Fast forward to my baby cousin being born. He was born with dwarfism. His mom (my cousin) doesn’t treat him any different than the rest of her kids. And like my other cousin he’s actually doing freaking fantastic. He’s a little fighter and super spunky hell the damn kid runs the freaking show like a little Napoleon 🤣 but again my cousin gets slack for not catering to him because of his “disability”

My family talks about this all the time and the general consensus with my family is that Vals (the cousin with downs) incredible accomplishments can be attributed to the fact that we never treated her any different. Other families we know with special needs kids have felt the same. So it’s mind blowing to me when I hear people get upset over the we treat them.

Which brings me to the topic question, should people with special needs be treated any different than anyone else?

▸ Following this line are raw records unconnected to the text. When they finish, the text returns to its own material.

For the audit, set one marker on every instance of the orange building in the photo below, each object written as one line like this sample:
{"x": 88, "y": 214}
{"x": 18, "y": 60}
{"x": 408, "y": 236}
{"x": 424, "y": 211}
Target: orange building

Example: I had a art class with a kid with autism. We would be doing super cool projects like painting self portraits, air brushing, sculpting. But he would be given a cartoon coloring book and crayons. One day he got super pissed off that he couldn’t paint his self portrait like the rest of the class and flung the coloring book across the room. The teacher got upset and eventually the whole class was yelling at the teacher to just let him freaking paint like the rest of us. The teacher basically was making it out like he couldn’t paint because he would make a big mess. (Which he didn’t plus the kids at his table were helping him.